What’s new about today, are two things. One: Christmas is definitely in the air. Never more clearly before have I felt the feeling of Christmas than here in Paris. The lights, the vibes, energy, the smells, the sophisticated and chic shopping; it is all so magical. The life, the joy, the warm happy special and comforting feeling that one gets, emphasized even more when spent with family in the spirit of giving during this time of year, has housed and infused itself throughout the shining blue-black cobblestone-set streets and buildings. Even better news for me today is that I will be able to share all this with Momma who is on her way to Paris from Vienna, Austria today.
I make my way down the Avenue de Friedland until cutting to the right at Rue Lamennais to mosey my way into the staff and delivery entrance area. During my drowsier days and when my timing is right I can catch the early morning bus, but the crisp chill of the fresh breeze frosts my nose and makes me just that much more alert for the oncoming tornado day. Besides, how many more of me can there be here now in Paris working at a great restaurant and, as they walk to work, pass through the Arc de Triumph and Champs Elysees? Maybe it’s something with the hue and soft radiance of the black metal street lights mixed with the weather and general vibe that defines Paris as the official “City of Love”, or, maybe I’m just delirious from lack of sleep.

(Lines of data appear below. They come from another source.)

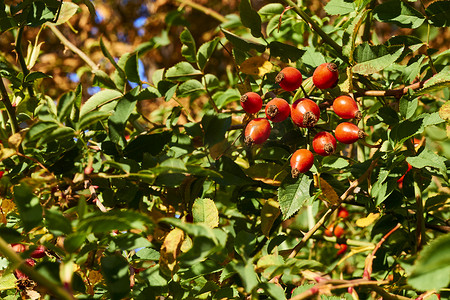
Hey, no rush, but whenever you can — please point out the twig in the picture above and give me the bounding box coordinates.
[371,286,412,300]
[355,81,425,98]
[177,0,227,23]
[363,223,401,280]
[48,25,99,73]
[15,27,34,97]
[414,176,425,251]
[283,0,348,63]
[289,159,378,258]
[0,76,19,134]
[290,278,390,300]
[0,237,75,300]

I see my Japanese fish station head Chef De Partie at the door step to the kitchen’s entrance. He’s always the first and always has the most radical and flashy scarves stylishly wrapped around his short and thin neck: florescent blues, greens, and purples with frizzy metallic sparkles in a thick polyester cotton material. Must be a young-Asian-man-thing. (I had no idea at the time.) He’s not swinging on that side of the rainbow either. I found out he is already married and is soon expecting kids! As we wait for one of our superior officers with enough clearance level to open the door, everyone power naps in the fading darkness on the back door steps while covered in thick winter designer jackets lined with fake-fur coatings along with jeans, beanies, scarves, backpacks, and chef tool kits.

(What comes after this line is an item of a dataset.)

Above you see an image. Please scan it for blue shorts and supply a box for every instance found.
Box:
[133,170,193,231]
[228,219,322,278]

There is one sole and very brave woman in the kitchen, Marie. When she is in her element and smiling, she is as good if not better than the rest. Moreover, she’s about as emotionally tough as a bull waiting on-deck in the cowboy rodeo stall to buck its brains out whose jewels just got twisted with barb wire. As the second Sous-Chef, Eric, parades his way to the kitchen and staff door, he laughs arrogantly (as most French men seem to do) when seeing our “Diesel” labeled kitchen sister then proudly belts out Chatte, “Pussy!”. Quickly, his face finds itself touché backhanded with sincérité from the Mademoiselle as she spitsChien, “Dog!”. And thus, in authentic French fashion, our day has commenced.

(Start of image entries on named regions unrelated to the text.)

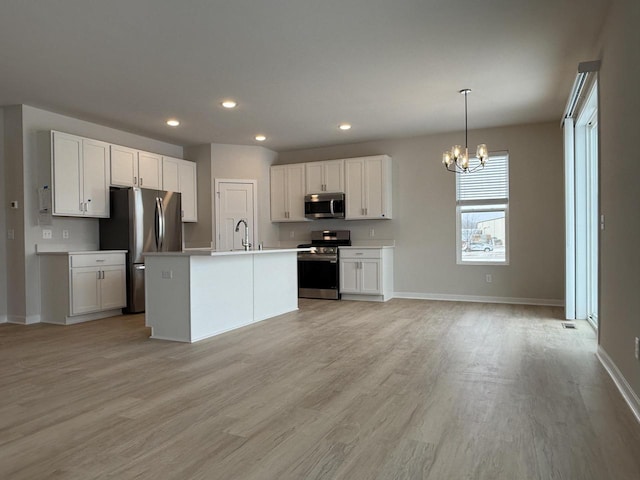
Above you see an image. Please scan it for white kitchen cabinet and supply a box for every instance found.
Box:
[39,250,127,325]
[111,145,162,189]
[271,163,305,222]
[344,155,392,220]
[51,131,109,218]
[305,160,344,195]
[162,157,198,222]
[340,247,393,302]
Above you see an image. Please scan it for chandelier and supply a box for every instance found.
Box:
[442,88,489,173]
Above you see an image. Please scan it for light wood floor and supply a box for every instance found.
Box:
[0,299,640,480]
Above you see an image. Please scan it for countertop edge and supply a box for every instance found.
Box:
[144,248,311,257]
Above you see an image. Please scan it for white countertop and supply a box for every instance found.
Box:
[339,245,395,250]
[36,250,127,255]
[144,248,311,257]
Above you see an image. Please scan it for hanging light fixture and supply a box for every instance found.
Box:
[442,88,489,173]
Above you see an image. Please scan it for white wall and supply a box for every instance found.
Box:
[0,108,9,323]
[277,122,564,304]
[183,143,213,248]
[4,106,183,323]
[598,0,640,397]
[2,106,26,323]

We fire the ovens and burners, and help organize the back walk-in refrigerators and cooling-units as the deliveries come in. Many people think that the magic of a chef is in turning ordinary ingredients into whimsical savory notes that tease and excite the taste buds. How not true. Here, the major magic comes from the ingredients themselves. Before me are incredibly fresh and vibrant baby fennel, imported Spanish onions, crisp apples, picture perfect Potimarron pumpkins, and vivaciously flamboyant orange zucchini flowers to name just a few. It is perfect top of the line produce. And with what great care it is that we look after these heavenly gifts. Everything is systematically organized, arranged, layered, and labeled in meticulously clean storage units. We have two walk-in fridges for vegetables, one for dairy, another for fish, and another for meat. When Chef Thomas Keller stopped by one day to reminisce through his early cooking years (also spent in this kitchen) I witnessed his appreciation for truly beautiful and fresh produce. The fish are brought straight from the docks, fresh on return from the morning’s catch, directly to our doorstep. Monsieur Vrinat gets the best of the best, a small perk of having been one of the longest continuously-lasting Three Michelin Star restaurants in the world.
I start up my station along with the rest of the team and commence preparing everything new and fresh for the lunch and dinner services. Today though, I’m a little lucky, I get to see the Meat Station make their sauces. For foodies, this is the ultimate in secret techniques that can make or break chefs. That is: how to be a good saucier. So let me tell you what I see:
………put in recipe.(Not Yet ;) )
Difficulty, of course and screw you karma, is that I start to have a headache. I struggle through until I can observe what else the Chef De Partie of the meat station has to do when finishing his sauce. He turns off the heat, whacks it with cubed butter and gently whisks it in with a pinch of salt and freshly cracked finely ground pepper. Of course, I get a few slight kicks in the butt but hey, I know that they are NOT going to tell me how to do that while I’m still in my current position, so I take it and just do my normal chores whilst simultaneously sneaking a peep. As he finishes the sauces and gets them ready to store, my head starts to throb. Maybe it’s just too much work and pressure but I gradually start to have the creeping fear that I won’t be able to make it through the lunch service. Usually I am pretty tough with myself concerning this kind of subject but today I’m more sensitive, honest with my situation, and thus am feeling less hesitant to just tell it like it is. At this point I don’t really have much else to lose because my vision is going a bit blurry. I decided I’m brave enough to see the Chef himself.
I stumble around to the Garde-Manger line and just get to the Chef’s door floor. He’s sitting in his chair hunched over papers, delivery forms, menu ideas, and scheduling. As he turns around, I get a glimpse of the man’s soft side and concern. He looks at me slightly worried and knows that it could be potentially difficult to communicate what the problem is. Good thing I have become skilled in basic communication through use of hand, arm, and facial gestures. My Italian language skills, now adapted for French, add the necessary elements for understanding. He gets the point.
Without a moment’s hesitation he smiles, as if a light bulb started to glow brighter from within, and spins in his chair to grab something from deep under the desk. Out comes a half-full bottle of Remy Martin XO. He grabs a paper cup, throws down a shot full himself, and then hands one over to me with a grin. I’m thinking and mentally chuckling, “this is epic”. To make the perfectly stereotypical chef - apprentice experience all the more memorable, he throws his thumb to something over his shoulder, behind him on the wall. Lo and behold lies a calendar of almost fully naked beautiful French women posing and, naturally, teasingly gesturing “Eat your heart out Yankee!” I can’t help but laugh and as I meet the chef’s eyes, his says, “That’ll take your mind off things”.